During the War of 1812, William Jared was a sergeant in the Hinds Cavalry of the Mississippi Territory. He saw service at Pensacola and New Orleans. In March, 1814, while he was away, his sister married Membrance Williams. And in early May, his mother married William Hatfield.

Upon his return to civilian life, William resided for a time in Amite County. Reverend William Winans described in an entry in his diary in August, 1815 the young man’s unfortunate illness while he was a visitor at the home of J.G. Richardson. “Mr. W. Boatner was violently attacked with a cramp or colic in the stomach. We bled him, bathed his feet in warm water, and gave him a concoction of snake root and calamust, gave him a dose of camphor and laudanum, and rubbed his hands and stomach with camphor. It was, however, with considerable difficulty   he was at last relieved.”

William made a full recovery, and he must have enjoyed a strong constitution indeed to survive the treatment. Now in his late twenties, he was evidently developing close relationships with the children of Elias, who were his first cousins and con- temporaries in age. Daniel, Elias’ oldest son, married Elizabeth Jelks in 1817; two years later, William, now 31, married her younger sister, Sarah. (Intermarriages of Boatners and Jelks occurred with frequency through several generations.)

The pioneering couple soon moved a few miles south to Kellertown, which is now the village of Norwood in East Feliciana Parish. Here in 1832, they completed the four-year project of building ”Mimosa Grove” at a cost of $8,000, using lumber sawed and hewn from trees growing on or near the site, and brick produced there also. This was, of course, common practice, as was that of undertaking a long range buying expedition for slaves. horses, carriages. and household furnishings.

William and a party of kinsman and friends took a lengthy trip in 1832 – to New Orleans, then up the Mississippi to Cincinnati, and thence 500 miles overland to Baltimore. In his surviving letters, we read of his buying “a pair of splendid Greys” for Sarah, “one of the finest house women in the state,” “a fine coach and harness,” and “a mixed lot of negroes of all sizes. . . .”

Though he obviously had prospered on the Feliciana frontier, William was fated to die young – only a year after finishing ”Mimosa Grove” – leaving Sarah a young widow with ten children. (By a second marriage, to William’ first cousin, Zachariah C. Freeman, Sarah had another two sons and four daughters.)

“Mimosa Grove” is still a Boatner home; and many descendants of William Jared and Sarah Ann Jelks remain in the area.
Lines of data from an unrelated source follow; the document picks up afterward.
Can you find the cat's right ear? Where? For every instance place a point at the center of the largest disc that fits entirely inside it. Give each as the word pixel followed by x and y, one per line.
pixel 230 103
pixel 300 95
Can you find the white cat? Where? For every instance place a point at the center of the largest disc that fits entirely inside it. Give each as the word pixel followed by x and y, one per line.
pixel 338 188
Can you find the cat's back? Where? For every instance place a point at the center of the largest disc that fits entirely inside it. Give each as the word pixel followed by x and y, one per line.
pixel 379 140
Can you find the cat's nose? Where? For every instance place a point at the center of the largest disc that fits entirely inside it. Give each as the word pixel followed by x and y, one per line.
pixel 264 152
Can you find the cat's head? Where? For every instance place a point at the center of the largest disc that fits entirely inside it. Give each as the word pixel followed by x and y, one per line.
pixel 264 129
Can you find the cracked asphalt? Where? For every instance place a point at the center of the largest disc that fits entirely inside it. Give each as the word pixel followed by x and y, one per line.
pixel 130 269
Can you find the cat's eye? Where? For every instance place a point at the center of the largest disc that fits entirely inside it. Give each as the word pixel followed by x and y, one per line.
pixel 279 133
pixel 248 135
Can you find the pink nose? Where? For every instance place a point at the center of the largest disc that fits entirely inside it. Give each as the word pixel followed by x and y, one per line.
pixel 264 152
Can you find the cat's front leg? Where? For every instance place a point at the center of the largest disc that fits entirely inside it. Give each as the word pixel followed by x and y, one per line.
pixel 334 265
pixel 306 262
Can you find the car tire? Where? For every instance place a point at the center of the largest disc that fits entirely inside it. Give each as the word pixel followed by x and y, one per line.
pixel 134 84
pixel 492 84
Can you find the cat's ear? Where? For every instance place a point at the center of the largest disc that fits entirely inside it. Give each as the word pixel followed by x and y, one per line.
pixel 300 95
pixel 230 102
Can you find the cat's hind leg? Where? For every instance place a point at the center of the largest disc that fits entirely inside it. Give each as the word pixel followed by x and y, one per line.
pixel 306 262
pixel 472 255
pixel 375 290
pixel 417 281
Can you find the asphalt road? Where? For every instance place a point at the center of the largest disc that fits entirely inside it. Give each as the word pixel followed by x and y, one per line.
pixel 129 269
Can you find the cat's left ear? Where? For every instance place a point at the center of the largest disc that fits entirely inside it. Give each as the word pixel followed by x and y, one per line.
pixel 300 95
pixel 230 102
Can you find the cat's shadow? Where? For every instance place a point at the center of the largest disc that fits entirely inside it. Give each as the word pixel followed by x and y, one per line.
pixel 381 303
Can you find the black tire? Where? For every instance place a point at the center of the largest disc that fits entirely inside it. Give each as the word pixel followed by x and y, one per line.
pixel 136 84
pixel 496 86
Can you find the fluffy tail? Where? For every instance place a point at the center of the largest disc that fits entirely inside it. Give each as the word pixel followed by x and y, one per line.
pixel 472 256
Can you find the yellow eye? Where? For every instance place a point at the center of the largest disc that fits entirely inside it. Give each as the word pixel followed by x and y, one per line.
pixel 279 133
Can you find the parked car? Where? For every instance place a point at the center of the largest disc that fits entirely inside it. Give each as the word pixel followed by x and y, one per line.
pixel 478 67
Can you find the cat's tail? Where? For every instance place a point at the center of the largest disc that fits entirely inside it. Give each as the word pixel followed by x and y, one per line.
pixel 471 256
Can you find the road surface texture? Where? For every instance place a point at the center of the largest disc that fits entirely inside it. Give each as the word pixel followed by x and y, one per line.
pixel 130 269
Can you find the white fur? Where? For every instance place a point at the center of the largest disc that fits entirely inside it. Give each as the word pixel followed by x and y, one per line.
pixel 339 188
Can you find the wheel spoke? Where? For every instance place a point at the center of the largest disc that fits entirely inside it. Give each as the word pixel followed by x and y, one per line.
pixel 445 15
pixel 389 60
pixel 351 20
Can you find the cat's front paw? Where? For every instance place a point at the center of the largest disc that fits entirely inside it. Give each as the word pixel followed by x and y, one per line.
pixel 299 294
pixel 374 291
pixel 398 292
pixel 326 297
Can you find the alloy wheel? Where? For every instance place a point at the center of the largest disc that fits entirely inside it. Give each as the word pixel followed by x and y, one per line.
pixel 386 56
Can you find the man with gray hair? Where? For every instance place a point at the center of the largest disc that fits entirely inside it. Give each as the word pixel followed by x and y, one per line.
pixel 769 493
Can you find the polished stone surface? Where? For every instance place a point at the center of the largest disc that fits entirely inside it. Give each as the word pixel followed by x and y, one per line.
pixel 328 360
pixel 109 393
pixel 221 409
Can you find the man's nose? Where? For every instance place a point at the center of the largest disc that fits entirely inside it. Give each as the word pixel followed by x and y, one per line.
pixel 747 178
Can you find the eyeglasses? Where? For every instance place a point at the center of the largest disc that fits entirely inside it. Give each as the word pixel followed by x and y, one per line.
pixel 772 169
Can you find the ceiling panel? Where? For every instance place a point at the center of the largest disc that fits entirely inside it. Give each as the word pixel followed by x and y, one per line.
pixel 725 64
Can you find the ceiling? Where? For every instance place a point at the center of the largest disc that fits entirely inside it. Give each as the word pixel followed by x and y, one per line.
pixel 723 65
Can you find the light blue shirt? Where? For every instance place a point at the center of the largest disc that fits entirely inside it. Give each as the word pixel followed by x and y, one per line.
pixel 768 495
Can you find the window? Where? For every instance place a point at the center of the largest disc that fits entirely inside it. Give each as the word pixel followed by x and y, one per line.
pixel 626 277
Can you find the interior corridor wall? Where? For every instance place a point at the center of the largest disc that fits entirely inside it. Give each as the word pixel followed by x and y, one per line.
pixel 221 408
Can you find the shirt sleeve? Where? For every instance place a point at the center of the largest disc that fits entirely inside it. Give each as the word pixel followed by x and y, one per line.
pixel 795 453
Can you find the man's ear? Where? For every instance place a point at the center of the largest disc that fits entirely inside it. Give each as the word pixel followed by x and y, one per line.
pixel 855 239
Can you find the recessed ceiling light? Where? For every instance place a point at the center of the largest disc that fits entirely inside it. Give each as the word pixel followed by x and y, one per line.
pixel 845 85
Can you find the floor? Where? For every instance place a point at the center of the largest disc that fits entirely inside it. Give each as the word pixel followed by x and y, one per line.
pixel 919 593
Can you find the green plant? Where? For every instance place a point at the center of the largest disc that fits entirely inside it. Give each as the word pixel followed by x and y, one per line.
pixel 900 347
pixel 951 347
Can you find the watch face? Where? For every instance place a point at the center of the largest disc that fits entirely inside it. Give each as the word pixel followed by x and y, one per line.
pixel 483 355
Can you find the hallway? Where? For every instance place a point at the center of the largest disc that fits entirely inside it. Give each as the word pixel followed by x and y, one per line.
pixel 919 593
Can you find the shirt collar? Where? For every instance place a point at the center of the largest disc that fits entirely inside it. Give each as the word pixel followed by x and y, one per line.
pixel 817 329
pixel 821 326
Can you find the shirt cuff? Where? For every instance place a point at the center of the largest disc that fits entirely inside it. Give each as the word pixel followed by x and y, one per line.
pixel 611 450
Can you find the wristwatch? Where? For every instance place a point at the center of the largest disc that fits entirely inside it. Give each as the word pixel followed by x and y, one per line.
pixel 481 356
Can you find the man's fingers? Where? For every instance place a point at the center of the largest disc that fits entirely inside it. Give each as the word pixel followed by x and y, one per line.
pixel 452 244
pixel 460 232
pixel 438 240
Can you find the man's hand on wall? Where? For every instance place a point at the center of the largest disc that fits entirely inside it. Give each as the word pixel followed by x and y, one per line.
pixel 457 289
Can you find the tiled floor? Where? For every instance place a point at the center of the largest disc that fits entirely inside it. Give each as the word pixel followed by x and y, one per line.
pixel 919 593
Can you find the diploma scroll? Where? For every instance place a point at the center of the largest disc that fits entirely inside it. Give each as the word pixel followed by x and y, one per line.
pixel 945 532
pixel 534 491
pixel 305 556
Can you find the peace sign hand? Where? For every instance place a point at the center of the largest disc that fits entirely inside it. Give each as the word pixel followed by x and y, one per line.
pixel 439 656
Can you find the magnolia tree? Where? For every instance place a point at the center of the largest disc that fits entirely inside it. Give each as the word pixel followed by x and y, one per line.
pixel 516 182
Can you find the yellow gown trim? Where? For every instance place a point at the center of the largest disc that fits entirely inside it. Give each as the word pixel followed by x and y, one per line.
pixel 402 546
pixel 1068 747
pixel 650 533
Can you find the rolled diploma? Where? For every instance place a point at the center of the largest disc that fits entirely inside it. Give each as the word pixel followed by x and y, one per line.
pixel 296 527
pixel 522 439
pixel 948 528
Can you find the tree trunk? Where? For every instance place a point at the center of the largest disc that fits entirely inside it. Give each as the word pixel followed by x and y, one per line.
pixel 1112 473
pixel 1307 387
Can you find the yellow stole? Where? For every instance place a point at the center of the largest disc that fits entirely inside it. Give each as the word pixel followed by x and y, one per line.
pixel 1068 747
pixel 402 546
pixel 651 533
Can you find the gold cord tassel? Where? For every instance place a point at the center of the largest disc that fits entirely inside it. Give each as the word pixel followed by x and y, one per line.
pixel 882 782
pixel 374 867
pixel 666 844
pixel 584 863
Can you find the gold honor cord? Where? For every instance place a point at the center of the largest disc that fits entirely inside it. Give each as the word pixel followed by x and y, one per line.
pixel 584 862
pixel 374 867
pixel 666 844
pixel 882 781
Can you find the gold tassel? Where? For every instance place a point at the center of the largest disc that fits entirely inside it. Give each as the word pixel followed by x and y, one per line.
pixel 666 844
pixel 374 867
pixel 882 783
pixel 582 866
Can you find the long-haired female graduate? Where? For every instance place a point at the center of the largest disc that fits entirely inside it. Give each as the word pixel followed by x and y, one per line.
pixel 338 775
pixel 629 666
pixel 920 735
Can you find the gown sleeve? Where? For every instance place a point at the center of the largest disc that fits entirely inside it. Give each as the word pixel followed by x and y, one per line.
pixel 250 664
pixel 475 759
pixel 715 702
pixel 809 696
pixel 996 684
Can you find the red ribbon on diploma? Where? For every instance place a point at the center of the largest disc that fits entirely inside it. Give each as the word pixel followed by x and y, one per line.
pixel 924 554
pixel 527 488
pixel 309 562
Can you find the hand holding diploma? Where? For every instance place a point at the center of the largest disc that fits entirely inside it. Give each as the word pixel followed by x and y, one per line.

Others, including the prominent and prolific Reily line, abound in Hew Orleans and around Baton Rouge and Monroe.

About William Jared Boatner’s sister Louisa, little is known. She and her husband Membrance sold their plantation on Comite Creek in 1823 to William Jared. By the time of his death in 1833, they had both pre-deceased him. There were four sons from this marriage, all Louisiana residents.

Any student of the descendants of John Boatner in Louisiana, or for that matter, of Elias and Jacob Boatner as well, would find his time profitably spent and his story enriched by tracing some of the other families who came from Sumter County – the Gauldens,  Richardsons, Hatfields, and Geralds – to share the great adventure of the earliest Boatners.